Red teaming comes from military strategy — you put a team in the adversary's position and have them attack your own defenses. In AI safety, it means systematically probing a language model to find:
- ▸Jailbreaks: prompts that bypass the model's safety guardrails
- ▸Prompt injections: hidden instructions smuggled inside user inputs
- ▸Alignment failures: cases where the model does something technically correct but ethically wrong
- ▸Hallucination patterns: predictable categories of confident wrong answers
- ▸Data leakage: unintended exposure of training data or system prompts
How Sentinel AI Works
The framework is built in Python with three core modules:
1. Attack Generation Engine
This module generates adversarial prompts using a taxonomy I built from published AI safety research. Categories include role-playing attacks (asking the model to pretend to be a different AI), indirect injection (embedding instructions in supposed "user data"), and suffix attacks that confuse the model's context window.

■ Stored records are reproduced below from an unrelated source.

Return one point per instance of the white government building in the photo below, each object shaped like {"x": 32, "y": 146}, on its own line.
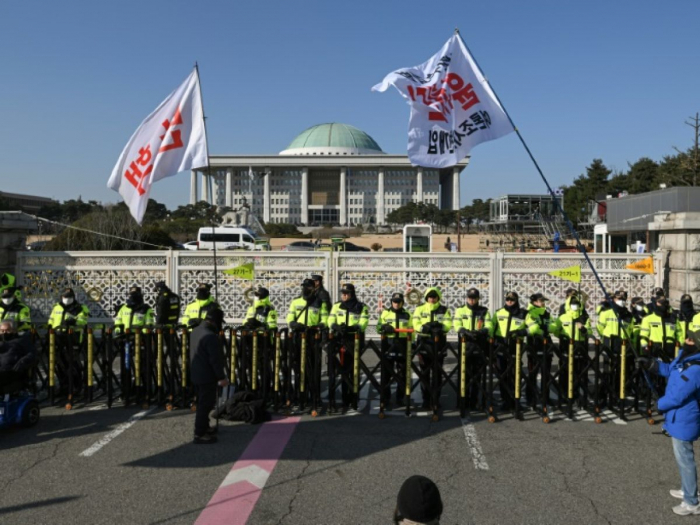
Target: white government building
{"x": 330, "y": 173}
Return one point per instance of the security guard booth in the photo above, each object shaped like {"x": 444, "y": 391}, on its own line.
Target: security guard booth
{"x": 417, "y": 238}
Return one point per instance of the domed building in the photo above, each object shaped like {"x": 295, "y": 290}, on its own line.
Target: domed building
{"x": 329, "y": 174}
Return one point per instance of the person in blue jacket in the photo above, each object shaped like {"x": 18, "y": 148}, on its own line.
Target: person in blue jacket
{"x": 681, "y": 407}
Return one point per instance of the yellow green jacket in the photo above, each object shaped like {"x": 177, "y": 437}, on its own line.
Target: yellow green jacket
{"x": 76, "y": 311}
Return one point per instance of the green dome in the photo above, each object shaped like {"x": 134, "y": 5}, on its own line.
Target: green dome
{"x": 333, "y": 139}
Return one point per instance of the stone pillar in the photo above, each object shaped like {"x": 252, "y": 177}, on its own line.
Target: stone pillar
{"x": 455, "y": 188}
{"x": 193, "y": 187}
{"x": 205, "y": 188}
{"x": 343, "y": 196}
{"x": 679, "y": 238}
{"x": 305, "y": 195}
{"x": 381, "y": 215}
{"x": 419, "y": 184}
{"x": 229, "y": 187}
{"x": 215, "y": 188}
{"x": 266, "y": 196}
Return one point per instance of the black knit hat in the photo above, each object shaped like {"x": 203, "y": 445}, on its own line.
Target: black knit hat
{"x": 419, "y": 500}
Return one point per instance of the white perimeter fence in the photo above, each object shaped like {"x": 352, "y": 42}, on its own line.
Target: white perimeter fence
{"x": 101, "y": 280}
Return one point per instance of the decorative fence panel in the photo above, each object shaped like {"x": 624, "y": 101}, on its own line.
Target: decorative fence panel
{"x": 102, "y": 279}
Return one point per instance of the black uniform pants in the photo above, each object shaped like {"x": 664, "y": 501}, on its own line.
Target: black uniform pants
{"x": 206, "y": 401}
{"x": 394, "y": 366}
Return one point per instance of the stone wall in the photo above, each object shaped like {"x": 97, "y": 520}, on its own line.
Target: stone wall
{"x": 679, "y": 237}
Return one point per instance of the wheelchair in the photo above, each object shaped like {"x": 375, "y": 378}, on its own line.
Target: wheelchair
{"x": 18, "y": 405}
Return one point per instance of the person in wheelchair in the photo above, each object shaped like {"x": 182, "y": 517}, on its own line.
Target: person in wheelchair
{"x": 17, "y": 357}
{"x": 472, "y": 323}
{"x": 394, "y": 347}
{"x": 432, "y": 320}
{"x": 67, "y": 314}
{"x": 573, "y": 326}
{"x": 348, "y": 317}
{"x": 509, "y": 326}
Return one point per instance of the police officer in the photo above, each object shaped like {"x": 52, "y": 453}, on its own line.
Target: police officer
{"x": 394, "y": 347}
{"x": 167, "y": 306}
{"x": 135, "y": 313}
{"x": 197, "y": 309}
{"x": 472, "y": 323}
{"x": 322, "y": 294}
{"x": 660, "y": 330}
{"x": 305, "y": 313}
{"x": 12, "y": 309}
{"x": 261, "y": 315}
{"x": 348, "y": 317}
{"x": 686, "y": 315}
{"x": 655, "y": 294}
{"x": 573, "y": 326}
{"x": 68, "y": 313}
{"x": 509, "y": 326}
{"x": 538, "y": 322}
{"x": 432, "y": 319}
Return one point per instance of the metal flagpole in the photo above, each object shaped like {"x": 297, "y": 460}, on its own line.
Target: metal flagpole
{"x": 209, "y": 183}
{"x": 556, "y": 202}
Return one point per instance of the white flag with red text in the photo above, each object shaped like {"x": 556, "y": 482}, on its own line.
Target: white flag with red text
{"x": 172, "y": 139}
{"x": 452, "y": 106}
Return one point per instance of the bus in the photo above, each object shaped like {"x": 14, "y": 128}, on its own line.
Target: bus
{"x": 227, "y": 238}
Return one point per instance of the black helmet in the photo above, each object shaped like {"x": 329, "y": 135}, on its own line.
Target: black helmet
{"x": 262, "y": 293}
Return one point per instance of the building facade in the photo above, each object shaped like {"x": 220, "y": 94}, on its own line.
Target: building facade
{"x": 329, "y": 174}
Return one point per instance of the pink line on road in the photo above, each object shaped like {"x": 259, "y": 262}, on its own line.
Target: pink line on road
{"x": 235, "y": 499}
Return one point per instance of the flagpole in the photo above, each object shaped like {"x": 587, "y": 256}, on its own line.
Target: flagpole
{"x": 209, "y": 183}
{"x": 569, "y": 224}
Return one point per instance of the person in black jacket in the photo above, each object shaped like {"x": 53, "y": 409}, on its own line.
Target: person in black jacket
{"x": 17, "y": 354}
{"x": 206, "y": 371}
{"x": 322, "y": 295}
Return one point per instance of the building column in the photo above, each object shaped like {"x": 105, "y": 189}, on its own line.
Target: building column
{"x": 419, "y": 184}
{"x": 380, "y": 198}
{"x": 215, "y": 188}
{"x": 205, "y": 188}
{"x": 266, "y": 196}
{"x": 193, "y": 187}
{"x": 455, "y": 188}
{"x": 343, "y": 196}
{"x": 229, "y": 187}
{"x": 305, "y": 195}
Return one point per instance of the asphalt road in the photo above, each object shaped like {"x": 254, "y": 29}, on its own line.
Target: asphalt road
{"x": 338, "y": 469}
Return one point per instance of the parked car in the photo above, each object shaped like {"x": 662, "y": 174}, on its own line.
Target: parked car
{"x": 350, "y": 247}
{"x": 298, "y": 246}
{"x": 37, "y": 246}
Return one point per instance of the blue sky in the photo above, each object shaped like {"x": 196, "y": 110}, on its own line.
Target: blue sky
{"x": 581, "y": 80}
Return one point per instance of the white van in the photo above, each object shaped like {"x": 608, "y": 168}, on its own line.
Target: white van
{"x": 227, "y": 238}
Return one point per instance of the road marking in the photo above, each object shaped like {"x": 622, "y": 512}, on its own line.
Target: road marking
{"x": 114, "y": 433}
{"x": 236, "y": 497}
{"x": 612, "y": 417}
{"x": 474, "y": 446}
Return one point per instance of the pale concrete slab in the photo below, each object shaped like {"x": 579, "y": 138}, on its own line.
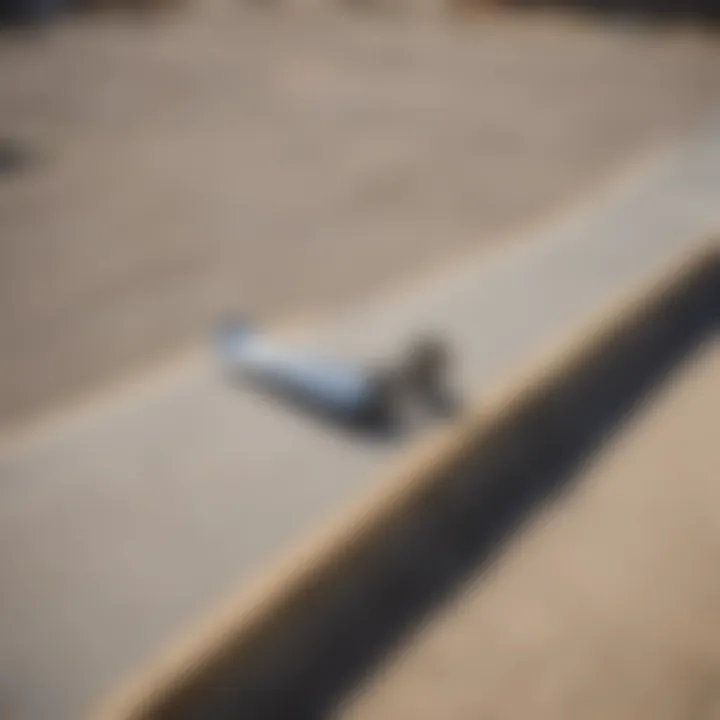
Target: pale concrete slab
{"x": 121, "y": 523}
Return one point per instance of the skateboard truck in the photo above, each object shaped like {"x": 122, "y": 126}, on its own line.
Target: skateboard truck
{"x": 349, "y": 393}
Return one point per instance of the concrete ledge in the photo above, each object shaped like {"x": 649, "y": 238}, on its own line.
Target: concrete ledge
{"x": 299, "y": 640}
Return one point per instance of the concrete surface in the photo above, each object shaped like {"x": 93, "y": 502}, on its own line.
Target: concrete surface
{"x": 606, "y": 606}
{"x": 122, "y": 522}
{"x": 279, "y": 162}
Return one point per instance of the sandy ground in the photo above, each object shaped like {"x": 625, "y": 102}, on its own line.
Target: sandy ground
{"x": 606, "y": 606}
{"x": 273, "y": 163}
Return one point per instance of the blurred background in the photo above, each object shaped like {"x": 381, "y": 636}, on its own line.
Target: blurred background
{"x": 163, "y": 161}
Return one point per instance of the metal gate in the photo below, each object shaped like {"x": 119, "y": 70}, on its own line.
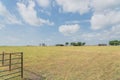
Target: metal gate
{"x": 11, "y": 65}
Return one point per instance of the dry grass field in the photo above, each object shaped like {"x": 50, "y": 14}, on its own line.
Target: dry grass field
{"x": 71, "y": 63}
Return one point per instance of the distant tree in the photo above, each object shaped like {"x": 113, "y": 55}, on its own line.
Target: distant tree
{"x": 114, "y": 43}
{"x": 79, "y": 43}
{"x": 67, "y": 43}
{"x": 59, "y": 45}
{"x": 83, "y": 43}
{"x": 43, "y": 44}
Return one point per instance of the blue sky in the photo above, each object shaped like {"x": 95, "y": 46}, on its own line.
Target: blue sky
{"x": 31, "y": 22}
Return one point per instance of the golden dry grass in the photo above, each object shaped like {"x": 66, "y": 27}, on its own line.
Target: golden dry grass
{"x": 72, "y": 63}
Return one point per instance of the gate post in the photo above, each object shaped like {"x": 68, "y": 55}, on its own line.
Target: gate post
{"x": 3, "y": 58}
{"x": 21, "y": 64}
{"x": 10, "y": 63}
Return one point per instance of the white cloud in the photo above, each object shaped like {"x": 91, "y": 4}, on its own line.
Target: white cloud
{"x": 69, "y": 29}
{"x": 101, "y": 5}
{"x": 1, "y": 26}
{"x": 102, "y": 20}
{"x": 80, "y": 6}
{"x": 43, "y": 3}
{"x": 29, "y": 14}
{"x": 7, "y": 16}
{"x": 106, "y": 14}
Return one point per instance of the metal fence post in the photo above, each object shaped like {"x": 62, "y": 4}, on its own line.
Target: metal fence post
{"x": 21, "y": 64}
{"x": 3, "y": 59}
{"x": 10, "y": 63}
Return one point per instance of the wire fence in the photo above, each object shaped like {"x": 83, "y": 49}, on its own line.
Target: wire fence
{"x": 11, "y": 65}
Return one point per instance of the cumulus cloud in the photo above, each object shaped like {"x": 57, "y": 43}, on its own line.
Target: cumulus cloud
{"x": 79, "y": 6}
{"x": 106, "y": 14}
{"x": 1, "y": 26}
{"x": 29, "y": 14}
{"x": 69, "y": 29}
{"x": 101, "y": 5}
{"x": 102, "y": 20}
{"x": 7, "y": 16}
{"x": 43, "y": 3}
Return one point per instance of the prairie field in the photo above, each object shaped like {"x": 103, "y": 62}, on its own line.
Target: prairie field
{"x": 71, "y": 63}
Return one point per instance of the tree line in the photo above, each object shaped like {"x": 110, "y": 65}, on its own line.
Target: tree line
{"x": 114, "y": 43}
{"x": 72, "y": 44}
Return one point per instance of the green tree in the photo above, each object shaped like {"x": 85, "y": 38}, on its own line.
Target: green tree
{"x": 67, "y": 43}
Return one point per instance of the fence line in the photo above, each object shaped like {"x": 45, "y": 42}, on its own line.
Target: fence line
{"x": 10, "y": 66}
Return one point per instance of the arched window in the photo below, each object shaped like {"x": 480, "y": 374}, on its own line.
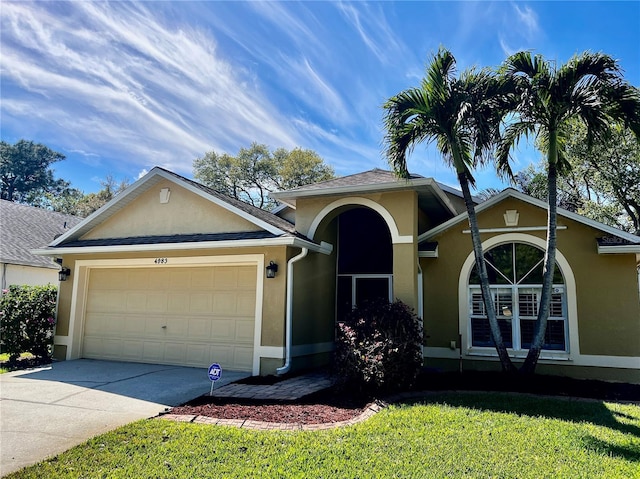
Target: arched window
{"x": 515, "y": 277}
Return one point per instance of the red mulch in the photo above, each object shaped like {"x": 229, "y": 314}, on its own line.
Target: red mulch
{"x": 332, "y": 406}
{"x": 324, "y": 407}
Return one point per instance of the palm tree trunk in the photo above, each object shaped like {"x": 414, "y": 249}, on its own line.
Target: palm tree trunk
{"x": 496, "y": 335}
{"x": 549, "y": 260}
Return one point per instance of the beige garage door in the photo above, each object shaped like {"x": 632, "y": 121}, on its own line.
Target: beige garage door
{"x": 190, "y": 316}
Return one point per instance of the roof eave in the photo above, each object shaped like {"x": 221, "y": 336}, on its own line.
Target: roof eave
{"x": 509, "y": 192}
{"x": 345, "y": 190}
{"x": 137, "y": 188}
{"x": 324, "y": 248}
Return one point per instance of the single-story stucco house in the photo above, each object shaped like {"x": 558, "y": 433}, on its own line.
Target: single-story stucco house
{"x": 23, "y": 228}
{"x": 173, "y": 272}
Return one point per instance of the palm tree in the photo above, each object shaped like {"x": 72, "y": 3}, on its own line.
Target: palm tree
{"x": 462, "y": 116}
{"x": 589, "y": 88}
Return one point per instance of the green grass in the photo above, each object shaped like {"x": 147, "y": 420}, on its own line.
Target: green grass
{"x": 447, "y": 435}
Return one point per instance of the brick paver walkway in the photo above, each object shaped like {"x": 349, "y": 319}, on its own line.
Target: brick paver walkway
{"x": 287, "y": 390}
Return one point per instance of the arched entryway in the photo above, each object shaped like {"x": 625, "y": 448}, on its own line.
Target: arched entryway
{"x": 364, "y": 259}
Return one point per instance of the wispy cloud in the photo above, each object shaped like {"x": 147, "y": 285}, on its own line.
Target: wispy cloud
{"x": 521, "y": 29}
{"x": 131, "y": 82}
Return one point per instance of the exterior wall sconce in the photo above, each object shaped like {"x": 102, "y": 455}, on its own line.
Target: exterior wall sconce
{"x": 64, "y": 273}
{"x": 272, "y": 269}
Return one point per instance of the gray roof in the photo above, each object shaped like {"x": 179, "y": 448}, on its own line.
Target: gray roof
{"x": 265, "y": 216}
{"x": 371, "y": 177}
{"x": 24, "y": 228}
{"x": 169, "y": 239}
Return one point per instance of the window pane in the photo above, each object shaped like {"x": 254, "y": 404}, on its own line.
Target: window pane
{"x": 553, "y": 337}
{"x": 501, "y": 257}
{"x": 528, "y": 303}
{"x": 369, "y": 289}
{"x": 344, "y": 305}
{"x": 556, "y": 309}
{"x": 481, "y": 332}
{"x": 477, "y": 305}
{"x": 527, "y": 259}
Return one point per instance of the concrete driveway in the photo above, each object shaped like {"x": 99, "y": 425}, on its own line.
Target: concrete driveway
{"x": 46, "y": 411}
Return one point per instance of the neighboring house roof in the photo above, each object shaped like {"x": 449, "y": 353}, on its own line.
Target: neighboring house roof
{"x": 622, "y": 242}
{"x": 24, "y": 228}
{"x": 274, "y": 226}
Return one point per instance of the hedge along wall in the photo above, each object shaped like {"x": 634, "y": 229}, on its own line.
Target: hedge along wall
{"x": 27, "y": 319}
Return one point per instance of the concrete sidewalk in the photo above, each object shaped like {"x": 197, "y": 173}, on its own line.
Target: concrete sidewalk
{"x": 46, "y": 411}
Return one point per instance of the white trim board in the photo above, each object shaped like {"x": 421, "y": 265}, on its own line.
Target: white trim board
{"x": 511, "y": 193}
{"x": 396, "y": 238}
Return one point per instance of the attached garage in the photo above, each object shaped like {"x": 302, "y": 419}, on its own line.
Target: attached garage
{"x": 183, "y": 315}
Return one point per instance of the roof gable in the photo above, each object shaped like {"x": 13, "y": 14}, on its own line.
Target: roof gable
{"x": 24, "y": 228}
{"x": 511, "y": 193}
{"x": 253, "y": 217}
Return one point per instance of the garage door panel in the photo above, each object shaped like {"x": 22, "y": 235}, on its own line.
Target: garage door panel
{"x": 178, "y": 302}
{"x": 133, "y": 326}
{"x": 202, "y": 279}
{"x": 175, "y": 353}
{"x": 199, "y": 328}
{"x": 157, "y": 302}
{"x": 180, "y": 280}
{"x": 160, "y": 280}
{"x": 244, "y": 331}
{"x": 243, "y": 358}
{"x": 201, "y": 303}
{"x": 136, "y": 301}
{"x": 208, "y": 313}
{"x": 246, "y": 303}
{"x": 153, "y": 351}
{"x": 137, "y": 279}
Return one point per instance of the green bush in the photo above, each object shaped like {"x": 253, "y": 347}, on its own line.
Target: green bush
{"x": 379, "y": 348}
{"x": 27, "y": 320}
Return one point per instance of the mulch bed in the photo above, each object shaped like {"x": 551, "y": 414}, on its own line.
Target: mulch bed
{"x": 25, "y": 363}
{"x": 332, "y": 405}
{"x": 327, "y": 406}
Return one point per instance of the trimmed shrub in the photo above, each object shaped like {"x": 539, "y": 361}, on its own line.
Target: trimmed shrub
{"x": 27, "y": 320}
{"x": 379, "y": 348}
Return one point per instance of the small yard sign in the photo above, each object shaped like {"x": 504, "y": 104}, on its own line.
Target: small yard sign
{"x": 215, "y": 373}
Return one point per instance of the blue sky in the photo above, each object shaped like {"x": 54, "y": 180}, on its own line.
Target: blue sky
{"x": 122, "y": 87}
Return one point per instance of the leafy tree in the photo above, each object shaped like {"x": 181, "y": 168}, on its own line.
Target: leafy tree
{"x": 255, "y": 172}
{"x": 462, "y": 116}
{"x": 87, "y": 204}
{"x": 25, "y": 171}
{"x": 589, "y": 88}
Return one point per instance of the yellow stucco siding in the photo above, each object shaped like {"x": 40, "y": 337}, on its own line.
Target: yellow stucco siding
{"x": 608, "y": 304}
{"x": 314, "y": 293}
{"x": 185, "y": 213}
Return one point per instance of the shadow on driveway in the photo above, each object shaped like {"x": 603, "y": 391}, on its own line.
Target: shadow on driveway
{"x": 46, "y": 411}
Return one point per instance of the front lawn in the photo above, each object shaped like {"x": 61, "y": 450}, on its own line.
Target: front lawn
{"x": 445, "y": 435}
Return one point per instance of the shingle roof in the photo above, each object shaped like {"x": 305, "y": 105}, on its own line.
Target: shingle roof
{"x": 25, "y": 228}
{"x": 371, "y": 177}
{"x": 169, "y": 239}
{"x": 265, "y": 216}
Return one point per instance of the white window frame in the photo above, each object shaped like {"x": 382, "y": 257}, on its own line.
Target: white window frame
{"x": 356, "y": 277}
{"x": 516, "y": 318}
{"x": 571, "y": 330}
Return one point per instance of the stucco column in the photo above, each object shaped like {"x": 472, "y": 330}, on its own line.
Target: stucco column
{"x": 405, "y": 273}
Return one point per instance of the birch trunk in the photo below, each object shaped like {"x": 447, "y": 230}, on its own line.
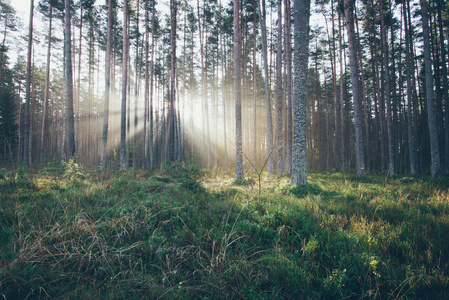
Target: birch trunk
{"x": 104, "y": 142}
{"x": 238, "y": 93}
{"x": 299, "y": 153}
{"x": 69, "y": 84}
{"x": 360, "y": 160}
{"x": 431, "y": 114}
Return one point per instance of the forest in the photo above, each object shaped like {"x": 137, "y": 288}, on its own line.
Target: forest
{"x": 156, "y": 83}
{"x": 224, "y": 149}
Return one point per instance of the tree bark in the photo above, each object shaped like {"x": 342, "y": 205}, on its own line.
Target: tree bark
{"x": 431, "y": 114}
{"x": 288, "y": 84}
{"x": 69, "y": 84}
{"x": 104, "y": 142}
{"x": 47, "y": 86}
{"x": 263, "y": 26}
{"x": 387, "y": 90}
{"x": 172, "y": 126}
{"x": 26, "y": 125}
{"x": 123, "y": 142}
{"x": 238, "y": 93}
{"x": 280, "y": 160}
{"x": 299, "y": 159}
{"x": 360, "y": 160}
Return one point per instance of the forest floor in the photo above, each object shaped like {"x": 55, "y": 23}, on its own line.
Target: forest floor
{"x": 67, "y": 232}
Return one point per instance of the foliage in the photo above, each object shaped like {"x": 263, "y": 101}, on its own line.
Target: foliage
{"x": 135, "y": 234}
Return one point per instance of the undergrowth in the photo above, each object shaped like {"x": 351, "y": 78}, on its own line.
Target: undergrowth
{"x": 73, "y": 233}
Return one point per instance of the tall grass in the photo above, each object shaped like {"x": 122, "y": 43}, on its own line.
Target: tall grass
{"x": 72, "y": 233}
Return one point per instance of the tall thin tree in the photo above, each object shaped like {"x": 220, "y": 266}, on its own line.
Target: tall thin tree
{"x": 104, "y": 141}
{"x": 47, "y": 83}
{"x": 431, "y": 114}
{"x": 360, "y": 160}
{"x": 238, "y": 92}
{"x": 263, "y": 27}
{"x": 299, "y": 152}
{"x": 383, "y": 30}
{"x": 26, "y": 131}
{"x": 123, "y": 141}
{"x": 69, "y": 83}
{"x": 280, "y": 160}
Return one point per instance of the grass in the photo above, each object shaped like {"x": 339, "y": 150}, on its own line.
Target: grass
{"x": 71, "y": 233}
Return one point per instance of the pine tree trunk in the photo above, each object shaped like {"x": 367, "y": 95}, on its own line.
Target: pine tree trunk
{"x": 26, "y": 131}
{"x": 360, "y": 160}
{"x": 238, "y": 92}
{"x": 44, "y": 127}
{"x": 263, "y": 26}
{"x": 147, "y": 87}
{"x": 288, "y": 84}
{"x": 69, "y": 84}
{"x": 445, "y": 89}
{"x": 123, "y": 142}
{"x": 431, "y": 114}
{"x": 342, "y": 102}
{"x": 172, "y": 125}
{"x": 299, "y": 159}
{"x": 151, "y": 137}
{"x": 104, "y": 141}
{"x": 387, "y": 90}
{"x": 280, "y": 160}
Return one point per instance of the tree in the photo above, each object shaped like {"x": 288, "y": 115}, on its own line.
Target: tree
{"x": 8, "y": 14}
{"x": 123, "y": 141}
{"x": 104, "y": 141}
{"x": 69, "y": 83}
{"x": 360, "y": 160}
{"x": 280, "y": 160}
{"x": 172, "y": 124}
{"x": 288, "y": 84}
{"x": 387, "y": 89}
{"x": 431, "y": 114}
{"x": 299, "y": 152}
{"x": 26, "y": 131}
{"x": 8, "y": 125}
{"x": 238, "y": 93}
{"x": 263, "y": 26}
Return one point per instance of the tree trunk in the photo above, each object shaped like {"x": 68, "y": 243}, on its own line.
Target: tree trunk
{"x": 280, "y": 161}
{"x": 147, "y": 87}
{"x": 69, "y": 84}
{"x": 104, "y": 141}
{"x": 263, "y": 26}
{"x": 26, "y": 131}
{"x": 431, "y": 114}
{"x": 299, "y": 166}
{"x": 445, "y": 89}
{"x": 342, "y": 102}
{"x": 172, "y": 126}
{"x": 288, "y": 84}
{"x": 47, "y": 86}
{"x": 387, "y": 90}
{"x": 123, "y": 142}
{"x": 238, "y": 92}
{"x": 151, "y": 137}
{"x": 136, "y": 91}
{"x": 360, "y": 160}
{"x": 410, "y": 131}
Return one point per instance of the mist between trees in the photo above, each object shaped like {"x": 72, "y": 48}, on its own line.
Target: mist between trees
{"x": 361, "y": 88}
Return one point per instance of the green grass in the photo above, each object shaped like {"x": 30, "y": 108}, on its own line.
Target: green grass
{"x": 71, "y": 233}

class AdversarialGenerator:
def generate(self, target_behavior: str, attack_type: AttackType) -> List[str]:
prompts = []
for template in self.templates[attack_type]:
prompts.append(template.format(behavior=target_behavior))
return prompts
2. Alignment Evaluation Module
After each attack, the module classifies the response: did the model comply, refuse, or partially comply? It uses a secondary evaluator model (separate from the model being tested) to score responses against a rubric.
3. Safety Report Generator
All results are aggregated into a structured report — attack success rates by category, most vulnerable prompt patterns, and a risk score from 0 to 100.
Key Findings from Testing
After running Sentinel AI against several publicly available models:
- ▸Role-playing attacks have an average 34% success rate against models without explicit persona-guard tuning
- ▸Indirect injection through "user-provided documents" succeeds significantly more often than direct requests
- ▸Models fine-tuned for helpfulness tend to be more vulnerable than base models — the alignment that makes them useful also makes them easier to manipulate
What This Means for AI Development
Building this framework changed how I think about AI systems. Safety cannot be an afterthought bolted on after training. It needs to be:
- ▸Adversarially evaluated during RLHF and fine-tuning
- ▸Continuously monitored in production with automated red team probes
- ▸Treated as a security problem, not just a capability problem
The GitHub repo includes the full framework, documentation, and a test suite you can run against your own models.